School Seminar Series

Sampling Permutations with Cell-Probes is Hard

8th June 2026, 13:00 add to calenderAshton Lecture Theatre
Artur Riazanov
EPFL

Abstract

Generating uniformly random permutations is a very basic task that is routinely done in randomized algorithms, there is a very simple algorithm that does it in linear time. Doing this in parallel is more challenging with a vast literature including non-trivial upper bounds in switching networks (Czumaj, STOC 2015), low-depth circuits (Hagerup, ALP 1991), EREW PRAM (Czumaj, Kanarek, Kutyłowski, Loryś, SODA 1999). We study this question in the cell-probe model: given an unlimited supply of uniform symbols in [n], generate the elements of a permutation S_n by making several probes (queries) to the uniform string for each output symbol.
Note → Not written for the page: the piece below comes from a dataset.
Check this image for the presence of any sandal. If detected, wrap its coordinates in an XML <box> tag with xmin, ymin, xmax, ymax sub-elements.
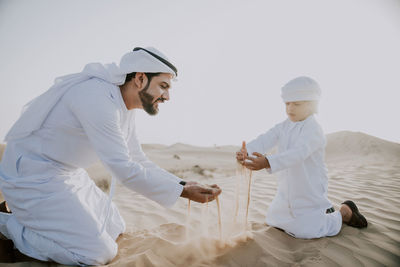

Before our work it was not known if sampling is possible with two probes. The challenge to show this impossibility was posed by Viola (SICOMP 2020), who gave a log log n lower bound for the case of non-adaptive probes. The non-adaptive bound was later improved by Yu and Zhan (ITCS 2024) to almost log n. We show two lower bounds (1) superconstant for the adaptive case (2) polynomial for the non-adaptive case. Both of our results yield new lower bounds for succinct data structures. This is joint work with Yaroslav Alekseev, Mika Göös, Konstantin Myasnikov, and Dmitry Sokolov.
add to calender (including abstract)

Biography

Artur has just graduated from a PhD program at EPFL advised by Mika Göös. Before that he was a research assistant at Technion hosted by Yuval Filmus, and even before that he was a Junior Researcher at PDMI advised by Dmitry Itsykson. He does research in communication and circuit complexity.